B.J. moved over to the chair across from the priest. “Ninteen! How can God explain that to me? I’m so angry I could kick something- don’t worry, I’ll try to contain myself. But I’m angry. He was cut down at the prime of his life. How can I not be angry? How can any of us not be angry? Radar was one of us. He was my friend. A real good kid if I ever met one. Tell me, what did he do to deserve this?”

It was difficult to see his friend this upset. “I…”

“No, I want to know! I want to know how God can justify allowing this to happen! He didn’t have to die. Why did this have to happen!” he stood up.

“I..” Father Mulcahy started, nervously. “This is difficult for everyone. He was loved by everyone. There are no answers…we will never know why this happened. I wish I could give you a better answer than that. The truth is I’m still searching for an answer myself. I’m so sorry.”

B.J. nodded. “I’m sorry, Father.

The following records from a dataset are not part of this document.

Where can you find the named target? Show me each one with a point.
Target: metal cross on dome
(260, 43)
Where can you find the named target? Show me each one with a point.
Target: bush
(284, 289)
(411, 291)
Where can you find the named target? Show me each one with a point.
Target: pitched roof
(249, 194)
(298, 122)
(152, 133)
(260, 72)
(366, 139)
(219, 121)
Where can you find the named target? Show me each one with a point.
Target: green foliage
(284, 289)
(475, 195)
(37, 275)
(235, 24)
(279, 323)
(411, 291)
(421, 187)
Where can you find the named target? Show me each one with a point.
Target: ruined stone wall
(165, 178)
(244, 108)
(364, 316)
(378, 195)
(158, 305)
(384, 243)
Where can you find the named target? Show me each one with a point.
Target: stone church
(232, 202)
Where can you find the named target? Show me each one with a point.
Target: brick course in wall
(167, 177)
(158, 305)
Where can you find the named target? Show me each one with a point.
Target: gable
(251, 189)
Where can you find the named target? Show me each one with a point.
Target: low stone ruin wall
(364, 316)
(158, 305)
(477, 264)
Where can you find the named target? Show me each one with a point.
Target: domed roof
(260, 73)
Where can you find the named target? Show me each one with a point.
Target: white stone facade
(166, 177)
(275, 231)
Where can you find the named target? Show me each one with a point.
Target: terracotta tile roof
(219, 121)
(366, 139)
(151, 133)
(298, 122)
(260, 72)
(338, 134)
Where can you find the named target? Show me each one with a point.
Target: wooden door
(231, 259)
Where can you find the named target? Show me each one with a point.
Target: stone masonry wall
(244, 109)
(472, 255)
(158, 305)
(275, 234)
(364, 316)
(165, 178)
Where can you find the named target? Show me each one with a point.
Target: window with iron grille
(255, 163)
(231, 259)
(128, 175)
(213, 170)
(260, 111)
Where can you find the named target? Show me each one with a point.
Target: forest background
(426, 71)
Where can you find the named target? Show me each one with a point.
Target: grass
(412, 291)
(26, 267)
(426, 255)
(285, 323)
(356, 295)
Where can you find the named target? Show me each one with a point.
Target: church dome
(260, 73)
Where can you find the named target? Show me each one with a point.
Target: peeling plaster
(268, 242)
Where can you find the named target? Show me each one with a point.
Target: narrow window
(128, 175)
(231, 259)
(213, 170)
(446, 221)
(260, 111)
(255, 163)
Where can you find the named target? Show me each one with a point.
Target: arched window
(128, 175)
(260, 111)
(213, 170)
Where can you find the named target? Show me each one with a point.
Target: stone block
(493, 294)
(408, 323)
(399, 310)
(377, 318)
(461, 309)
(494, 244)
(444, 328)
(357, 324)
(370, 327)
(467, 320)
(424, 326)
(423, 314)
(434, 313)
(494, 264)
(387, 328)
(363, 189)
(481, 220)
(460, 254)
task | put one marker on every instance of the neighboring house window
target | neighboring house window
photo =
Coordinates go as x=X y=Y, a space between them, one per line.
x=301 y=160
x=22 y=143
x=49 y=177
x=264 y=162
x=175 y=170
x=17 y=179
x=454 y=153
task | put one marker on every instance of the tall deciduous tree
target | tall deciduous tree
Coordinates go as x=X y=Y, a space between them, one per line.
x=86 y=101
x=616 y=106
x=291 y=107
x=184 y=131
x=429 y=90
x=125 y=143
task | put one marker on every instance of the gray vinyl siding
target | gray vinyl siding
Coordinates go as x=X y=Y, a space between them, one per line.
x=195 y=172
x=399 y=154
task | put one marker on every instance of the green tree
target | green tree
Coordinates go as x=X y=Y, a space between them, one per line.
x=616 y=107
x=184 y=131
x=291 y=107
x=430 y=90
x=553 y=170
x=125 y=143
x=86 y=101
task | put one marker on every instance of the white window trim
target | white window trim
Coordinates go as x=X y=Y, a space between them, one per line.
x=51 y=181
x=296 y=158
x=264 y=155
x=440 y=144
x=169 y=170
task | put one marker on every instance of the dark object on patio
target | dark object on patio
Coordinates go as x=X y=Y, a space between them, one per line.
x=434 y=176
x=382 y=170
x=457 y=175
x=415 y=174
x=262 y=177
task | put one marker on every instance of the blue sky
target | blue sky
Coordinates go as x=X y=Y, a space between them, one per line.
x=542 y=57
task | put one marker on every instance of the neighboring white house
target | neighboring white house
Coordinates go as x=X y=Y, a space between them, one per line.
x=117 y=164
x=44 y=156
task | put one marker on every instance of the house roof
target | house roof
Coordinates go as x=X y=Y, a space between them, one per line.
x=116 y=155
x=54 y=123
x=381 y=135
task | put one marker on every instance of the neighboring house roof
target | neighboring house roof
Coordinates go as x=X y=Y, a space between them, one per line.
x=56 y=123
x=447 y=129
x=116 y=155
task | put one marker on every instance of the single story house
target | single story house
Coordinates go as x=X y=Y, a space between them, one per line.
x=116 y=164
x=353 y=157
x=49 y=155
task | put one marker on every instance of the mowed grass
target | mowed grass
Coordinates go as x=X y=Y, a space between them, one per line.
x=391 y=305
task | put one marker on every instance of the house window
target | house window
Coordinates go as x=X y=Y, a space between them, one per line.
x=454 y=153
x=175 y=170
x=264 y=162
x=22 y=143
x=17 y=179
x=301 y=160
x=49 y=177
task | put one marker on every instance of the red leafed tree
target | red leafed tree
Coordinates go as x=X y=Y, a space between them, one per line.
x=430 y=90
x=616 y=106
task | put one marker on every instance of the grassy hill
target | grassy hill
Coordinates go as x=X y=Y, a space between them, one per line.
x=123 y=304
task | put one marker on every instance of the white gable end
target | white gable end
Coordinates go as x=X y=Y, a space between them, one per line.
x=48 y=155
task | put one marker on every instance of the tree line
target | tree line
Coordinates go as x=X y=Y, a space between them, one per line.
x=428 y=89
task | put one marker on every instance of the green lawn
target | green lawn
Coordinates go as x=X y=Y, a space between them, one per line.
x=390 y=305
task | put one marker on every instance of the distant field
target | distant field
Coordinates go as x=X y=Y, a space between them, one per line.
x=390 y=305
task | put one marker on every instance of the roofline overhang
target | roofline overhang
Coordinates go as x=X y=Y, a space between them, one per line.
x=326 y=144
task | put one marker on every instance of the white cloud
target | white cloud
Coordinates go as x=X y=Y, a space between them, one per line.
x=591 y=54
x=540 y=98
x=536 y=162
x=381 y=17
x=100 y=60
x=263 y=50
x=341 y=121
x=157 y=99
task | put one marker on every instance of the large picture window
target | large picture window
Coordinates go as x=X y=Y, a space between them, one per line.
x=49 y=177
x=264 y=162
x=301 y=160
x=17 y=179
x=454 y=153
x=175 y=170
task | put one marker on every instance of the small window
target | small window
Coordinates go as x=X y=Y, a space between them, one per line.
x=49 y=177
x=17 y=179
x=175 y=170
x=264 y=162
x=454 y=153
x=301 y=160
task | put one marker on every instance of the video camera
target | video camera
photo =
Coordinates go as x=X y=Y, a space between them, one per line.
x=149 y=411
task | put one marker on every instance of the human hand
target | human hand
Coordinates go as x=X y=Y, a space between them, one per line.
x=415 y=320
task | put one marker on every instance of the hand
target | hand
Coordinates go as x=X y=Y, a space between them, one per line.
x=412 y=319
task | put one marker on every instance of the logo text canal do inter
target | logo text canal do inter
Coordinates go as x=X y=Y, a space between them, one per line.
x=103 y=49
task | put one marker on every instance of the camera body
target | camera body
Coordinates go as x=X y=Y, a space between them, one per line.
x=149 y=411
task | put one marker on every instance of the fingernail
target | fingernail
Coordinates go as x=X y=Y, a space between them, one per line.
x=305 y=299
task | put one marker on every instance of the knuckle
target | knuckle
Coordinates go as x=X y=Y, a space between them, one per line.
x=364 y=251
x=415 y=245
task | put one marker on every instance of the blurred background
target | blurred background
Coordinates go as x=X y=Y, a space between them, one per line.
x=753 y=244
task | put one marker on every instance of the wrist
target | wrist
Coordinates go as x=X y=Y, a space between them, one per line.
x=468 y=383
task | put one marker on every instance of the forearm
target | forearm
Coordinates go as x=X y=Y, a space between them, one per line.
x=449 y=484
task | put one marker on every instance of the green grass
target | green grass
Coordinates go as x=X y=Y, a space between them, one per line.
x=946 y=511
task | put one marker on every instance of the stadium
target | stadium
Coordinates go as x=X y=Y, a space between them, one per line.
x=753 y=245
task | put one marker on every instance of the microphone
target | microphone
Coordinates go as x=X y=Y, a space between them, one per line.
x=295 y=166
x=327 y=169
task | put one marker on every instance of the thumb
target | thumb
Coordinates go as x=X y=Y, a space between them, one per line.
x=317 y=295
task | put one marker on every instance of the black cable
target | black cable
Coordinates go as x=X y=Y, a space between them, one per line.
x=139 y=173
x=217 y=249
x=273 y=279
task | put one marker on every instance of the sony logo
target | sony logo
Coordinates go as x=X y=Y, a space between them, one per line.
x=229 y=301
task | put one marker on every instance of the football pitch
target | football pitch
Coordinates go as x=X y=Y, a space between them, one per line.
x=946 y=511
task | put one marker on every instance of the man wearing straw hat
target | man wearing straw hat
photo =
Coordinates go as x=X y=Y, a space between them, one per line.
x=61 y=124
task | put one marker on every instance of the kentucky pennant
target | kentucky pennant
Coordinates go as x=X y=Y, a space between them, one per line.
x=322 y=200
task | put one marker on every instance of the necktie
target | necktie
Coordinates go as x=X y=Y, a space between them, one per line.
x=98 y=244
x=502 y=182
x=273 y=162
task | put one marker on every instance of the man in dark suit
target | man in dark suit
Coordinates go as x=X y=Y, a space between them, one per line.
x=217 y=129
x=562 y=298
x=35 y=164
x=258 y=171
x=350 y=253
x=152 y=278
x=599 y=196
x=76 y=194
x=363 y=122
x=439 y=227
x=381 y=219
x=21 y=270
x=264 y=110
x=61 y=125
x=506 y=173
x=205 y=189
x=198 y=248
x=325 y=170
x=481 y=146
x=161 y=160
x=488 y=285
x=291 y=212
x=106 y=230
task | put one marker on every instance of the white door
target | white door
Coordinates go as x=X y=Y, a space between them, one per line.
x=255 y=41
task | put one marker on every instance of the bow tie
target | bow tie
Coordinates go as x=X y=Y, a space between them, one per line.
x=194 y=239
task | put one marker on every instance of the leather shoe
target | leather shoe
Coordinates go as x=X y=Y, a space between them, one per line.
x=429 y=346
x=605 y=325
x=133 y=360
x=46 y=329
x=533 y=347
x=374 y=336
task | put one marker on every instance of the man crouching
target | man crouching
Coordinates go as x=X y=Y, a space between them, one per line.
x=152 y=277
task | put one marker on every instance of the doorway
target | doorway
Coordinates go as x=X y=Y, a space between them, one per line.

I didn’t mean to lose my cool.”

The priest smiled. “It’s no problem, son. That’s what I’m here for.”

The truth was, B.J. wasn’t the only one who was angry. Father Mulcahy was angry, too. He hadn’t had any free time in between counsel and preparing for the service. At night time he had prayed, of course, but he’d been too exhausted to think. But tonight B.J. had summed up what he himself had been feeling. Of course, he couldn’t allow himself to be angry, At least that’s what he told himself.

They that sow in tears shall reap in joy

He that goeth fourth and weepeth, bearing

Precious seed, shall doubtless come again

With rejoicing, bringing his sheaves with him

Psalms 126: 5-6

The words he could copy, but his thoughts refused to flow. This was one of the most difficult services he had ever had to prepare. He took off his glasses, set them beside his Bible, and wiped the tears from his eyes. The priest had heard Sidney was in camp; perhaps it was time to pay him a visit.